General Chat, Products & Comps <
01/03/2013 at 11:31
Things keep going msisign in our house and B responds with 'The fairies must have taken it'
However from my point of view it is very obvious that it is him taking and hiding things. Especially as it is him that rediscovers the missing item. Take this morning. My handbag wasn't in its usual place cue me running round in a blind panic. B then found it in the car in his car seat, exclaiming the fairies must have done it.
Not entirely sure how to handle this because he isn't doing this to upset me (although ti bloomin stresses me out) but he is doing it to be the hero when he finds it again. As I am aware of this, this morning I just said that's a straneg place for it to be and didn't comment on him finding it. I don't want to discourage him from rediscovering things but at the same time I don't want to encourage him to do it more.
01/03/2013 at 12:28
I think B is old enough to be asked "are you sure it was the fairies and not you moving it?". If he still insists then ask him to tell the fairiesto give it back and that you'd rather they didn't move things in future without asking you first.
My daughter will tell me things that she's made up - nothing nasty just silly stuff. When she was 3 this was charming and funny. Now she is 5 I contradict her by saying "is that really what happened or have you just made that up?".
I have to say if she hid my handbag first thing I'd not react very tolerantly!
01/03/2013 at 12:35
When I posted this I hoped you'd see it
Since Ex left B has started to make a lot of things up, like you say nothing nasty (although sometimes bloody irritating) just silly stuff. I need to start writing your advice down so I can refer to it at a later date
My friends have commented at how patient I can be with the kids but I think that is possibly more to do with a deficiency in me that I internalise things too often. Some think I let B get away with 'too much' but I am not sure if this is more to do with different parenting styles rather than being too lenient.
01/03/2013 at 14:19
Its not letting him get away with it, its knowing when to go along with something that isn't true and when to make it clear that you know they're lying. And its tricky to get it right as sometimes its not worth the fight.
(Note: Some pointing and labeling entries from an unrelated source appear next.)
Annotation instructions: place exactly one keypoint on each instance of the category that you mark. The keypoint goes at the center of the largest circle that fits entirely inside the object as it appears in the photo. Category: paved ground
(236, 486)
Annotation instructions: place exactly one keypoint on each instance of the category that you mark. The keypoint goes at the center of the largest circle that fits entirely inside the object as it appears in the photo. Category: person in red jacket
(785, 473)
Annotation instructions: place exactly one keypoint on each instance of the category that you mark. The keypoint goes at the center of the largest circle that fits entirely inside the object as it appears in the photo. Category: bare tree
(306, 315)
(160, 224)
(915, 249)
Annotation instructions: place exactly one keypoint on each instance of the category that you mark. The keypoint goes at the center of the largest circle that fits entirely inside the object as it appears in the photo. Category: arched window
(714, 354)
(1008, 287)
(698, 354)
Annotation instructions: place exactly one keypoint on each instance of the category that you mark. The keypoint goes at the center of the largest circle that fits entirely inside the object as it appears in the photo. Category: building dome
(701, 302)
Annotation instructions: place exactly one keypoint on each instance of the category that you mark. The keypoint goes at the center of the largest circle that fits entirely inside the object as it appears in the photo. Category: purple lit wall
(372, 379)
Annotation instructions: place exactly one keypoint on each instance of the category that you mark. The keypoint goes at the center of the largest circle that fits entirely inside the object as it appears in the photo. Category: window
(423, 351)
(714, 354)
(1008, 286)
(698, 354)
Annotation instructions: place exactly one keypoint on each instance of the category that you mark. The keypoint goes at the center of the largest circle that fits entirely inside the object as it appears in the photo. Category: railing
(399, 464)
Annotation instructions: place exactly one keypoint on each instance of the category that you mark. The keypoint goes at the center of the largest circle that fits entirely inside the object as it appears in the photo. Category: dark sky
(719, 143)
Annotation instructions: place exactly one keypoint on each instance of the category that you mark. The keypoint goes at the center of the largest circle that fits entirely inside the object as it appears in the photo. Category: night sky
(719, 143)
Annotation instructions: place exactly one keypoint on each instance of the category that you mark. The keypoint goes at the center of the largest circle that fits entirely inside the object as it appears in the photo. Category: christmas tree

Although to be fair to her, we have accused her of making up things that are true! Recently they were supposed to have a special visit at school but because of the weather they didn't come as planned. But someone local stepped in on the day. My H thought she was making this up but she wasn't.
Hopefully by gently letting B know re the fairy you won't have to search for your handbag in the mornings.
01/03/2013 at 14:39
Could you say to him " Mummys getting a bit fed up with this fairy now, if you see them please tell them to stop as mummy doesn't like it"?